O ‘estado terminal’ da saúde pública no Rio levou a Defensoria Pública da União a mover três ações civis contra estado, prefeitura e governo federal, para exigir medidas urgentes em seis hospitais federais: Andaraí, Ipanema, Lagoa, Bonsucesso, dos Servidores e Cardoso Fontes. Nestas unidades, há 15.851 pacientes que aguardam cirurgias por até dez anos.

“No Rio, não existe cultura do concurso público nos hospitais, enquanto pacientes se desesperam em filas para se manterem vivos”, critica o defensor público federal Daniel Macedo. Ele constatou o aumento na procura por hospitais de grande porte como o Instituto Nacional de Traumatologia e Ortopedia (Into), em São Cristóvão, onde 15.300 pessoas precisam ser operadas, sendo que 63% são idosos e mais da metade está cadastrada há pelo menos um ano.

Com a falta de vagas, internações sobrecarregam UPAs

Criadas para dar o primeiro atendimento e desafogar as emergências, as UPAS enfrentam lotação de pacientes internados à espera de um leito nos hospitais, segundo vistoria feita pelo Conselho Regional de Medicina. “Encontramos pacientes que estavam há duas semanas aguardando transferência”, afirma Nelson Nahon, vice-presidente do Cremerj.

Segundo a Secretaria Municipal de Saúde do Rio, desde 2009, mais de cem unidades de saúde foram inauguradas. A rede municipal tem 5.011 leitos, dos quais 1.141 foram abertos na atual gestão com a inauguração de novas unidades, como os hospitais municipais Evandro Freire, na Ilha do Governador, e Pedro II, em Santa Cruz, além de três maternidades (Hospital da Mulher Mariska Ribeiro, Maternidade Maria Amélia Buarque de Hollanda e Maternidade do Pedro II). “Não supre o que foi fechado.

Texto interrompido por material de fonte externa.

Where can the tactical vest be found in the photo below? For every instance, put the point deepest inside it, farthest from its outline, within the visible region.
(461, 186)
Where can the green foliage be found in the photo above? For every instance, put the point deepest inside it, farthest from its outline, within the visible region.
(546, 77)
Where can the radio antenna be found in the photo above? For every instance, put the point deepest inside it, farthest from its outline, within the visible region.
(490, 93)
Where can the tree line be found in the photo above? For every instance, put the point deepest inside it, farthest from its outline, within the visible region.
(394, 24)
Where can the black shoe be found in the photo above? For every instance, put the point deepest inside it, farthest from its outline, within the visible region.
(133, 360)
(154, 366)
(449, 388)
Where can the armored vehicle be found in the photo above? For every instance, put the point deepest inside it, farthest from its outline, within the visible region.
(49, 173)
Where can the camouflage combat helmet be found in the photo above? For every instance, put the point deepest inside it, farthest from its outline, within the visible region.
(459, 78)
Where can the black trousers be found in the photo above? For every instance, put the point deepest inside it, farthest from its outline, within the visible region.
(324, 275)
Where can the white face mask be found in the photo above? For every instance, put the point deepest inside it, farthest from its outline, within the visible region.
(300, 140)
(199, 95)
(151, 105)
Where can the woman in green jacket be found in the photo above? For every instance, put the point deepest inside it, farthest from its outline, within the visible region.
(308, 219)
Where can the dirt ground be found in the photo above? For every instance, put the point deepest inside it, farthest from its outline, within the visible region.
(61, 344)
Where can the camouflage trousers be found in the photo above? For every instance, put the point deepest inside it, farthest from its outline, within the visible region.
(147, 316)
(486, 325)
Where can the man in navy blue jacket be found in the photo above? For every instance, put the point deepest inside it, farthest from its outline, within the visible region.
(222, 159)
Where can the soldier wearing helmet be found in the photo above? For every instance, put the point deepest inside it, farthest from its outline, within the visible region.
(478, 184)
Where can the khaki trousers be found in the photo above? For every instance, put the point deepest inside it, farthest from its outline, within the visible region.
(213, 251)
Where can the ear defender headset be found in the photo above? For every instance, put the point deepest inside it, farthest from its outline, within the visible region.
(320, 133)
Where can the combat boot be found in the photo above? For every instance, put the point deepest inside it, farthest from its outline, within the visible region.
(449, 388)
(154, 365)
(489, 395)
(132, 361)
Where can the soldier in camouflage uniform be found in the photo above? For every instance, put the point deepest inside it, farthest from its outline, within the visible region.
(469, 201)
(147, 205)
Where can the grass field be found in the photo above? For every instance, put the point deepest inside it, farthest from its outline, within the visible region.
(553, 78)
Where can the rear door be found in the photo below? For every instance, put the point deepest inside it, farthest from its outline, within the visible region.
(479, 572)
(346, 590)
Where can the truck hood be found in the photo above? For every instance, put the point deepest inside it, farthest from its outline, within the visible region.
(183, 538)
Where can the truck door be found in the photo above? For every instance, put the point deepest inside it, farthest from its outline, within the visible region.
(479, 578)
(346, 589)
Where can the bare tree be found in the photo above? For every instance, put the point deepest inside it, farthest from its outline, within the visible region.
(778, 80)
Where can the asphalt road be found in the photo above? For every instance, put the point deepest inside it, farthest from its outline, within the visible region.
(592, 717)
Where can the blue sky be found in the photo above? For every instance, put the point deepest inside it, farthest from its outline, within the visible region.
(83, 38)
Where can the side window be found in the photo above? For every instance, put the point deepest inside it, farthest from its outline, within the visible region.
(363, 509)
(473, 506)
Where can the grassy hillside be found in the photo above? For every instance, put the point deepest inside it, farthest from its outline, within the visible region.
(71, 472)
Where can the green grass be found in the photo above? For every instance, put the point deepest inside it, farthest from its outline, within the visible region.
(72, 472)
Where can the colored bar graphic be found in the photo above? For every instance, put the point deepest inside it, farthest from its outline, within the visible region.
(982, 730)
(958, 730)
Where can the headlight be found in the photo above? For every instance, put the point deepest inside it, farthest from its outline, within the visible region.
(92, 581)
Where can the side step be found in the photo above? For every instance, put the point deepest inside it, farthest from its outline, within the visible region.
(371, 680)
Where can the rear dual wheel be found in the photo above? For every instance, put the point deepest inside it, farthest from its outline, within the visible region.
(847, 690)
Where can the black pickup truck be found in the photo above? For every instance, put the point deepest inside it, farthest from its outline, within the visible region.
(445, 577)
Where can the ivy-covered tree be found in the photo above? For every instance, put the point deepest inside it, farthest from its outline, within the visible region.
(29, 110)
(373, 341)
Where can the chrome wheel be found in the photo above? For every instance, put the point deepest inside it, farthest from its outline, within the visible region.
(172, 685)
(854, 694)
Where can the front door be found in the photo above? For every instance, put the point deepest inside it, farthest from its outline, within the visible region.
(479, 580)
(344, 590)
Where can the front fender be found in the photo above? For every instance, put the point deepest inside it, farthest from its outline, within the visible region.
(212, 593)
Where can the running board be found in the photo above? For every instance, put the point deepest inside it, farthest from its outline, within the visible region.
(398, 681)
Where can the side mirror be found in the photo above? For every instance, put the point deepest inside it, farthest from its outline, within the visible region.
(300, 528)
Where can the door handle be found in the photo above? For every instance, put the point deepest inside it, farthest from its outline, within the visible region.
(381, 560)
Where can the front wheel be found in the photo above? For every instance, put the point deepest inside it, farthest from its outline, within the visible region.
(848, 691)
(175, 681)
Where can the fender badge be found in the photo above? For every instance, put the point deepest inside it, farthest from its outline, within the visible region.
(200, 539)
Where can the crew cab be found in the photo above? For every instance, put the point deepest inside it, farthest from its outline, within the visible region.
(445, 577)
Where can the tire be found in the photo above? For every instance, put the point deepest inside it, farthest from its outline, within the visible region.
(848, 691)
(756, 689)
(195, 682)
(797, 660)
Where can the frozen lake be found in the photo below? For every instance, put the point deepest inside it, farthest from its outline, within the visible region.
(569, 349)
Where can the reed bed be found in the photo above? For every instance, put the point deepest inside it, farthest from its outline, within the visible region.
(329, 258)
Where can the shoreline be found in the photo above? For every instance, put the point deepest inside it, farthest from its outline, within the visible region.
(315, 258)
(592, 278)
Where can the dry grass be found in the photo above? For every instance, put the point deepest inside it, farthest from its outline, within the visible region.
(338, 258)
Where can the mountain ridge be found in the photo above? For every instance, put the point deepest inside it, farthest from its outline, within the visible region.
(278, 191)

A carência é muito grande”, adverte Nahon.

Queda no investimento agrava a crise

O presidente do Sindicato dos Médicos do Rio de Janeiro, Jorge Darze, lamenta a situação do estado. “Enquanto São Paulo tem dois hospitais especializados em doenças infectocontagiosas, o Rio perdeu o único que tinha, com 250 leitos”, denuncia Darze.

O governo do estado informa que a rede fluminense é composta por mais de 70 unidades de saúde, incluindo UPAs, hospitais, institutos, postos e outras instalações como Rio Imagem e Rio Farmes. A secretaria ressalta que, desde 2009, foram criadas 22 novas unidades e serviços de Saúde, entre eles o Rio Imagem e o Hospital Estadual da Criança, em Vila Valqueire.

Segundo levantamento do Conselho Federal de Medicina, por dia, R$ 25 milhões deixaram de ser aplicados na Saúde em todo o país. O montante chega a quase R$ 10 bilhões em 2014. Mais da metade dos recursos deveria ter sido usada em obras e compra de equipamentos nos hospitais públicos. O Ministério da Saúde informou que só irá se pronunciar sobre o assunto na terça-feira.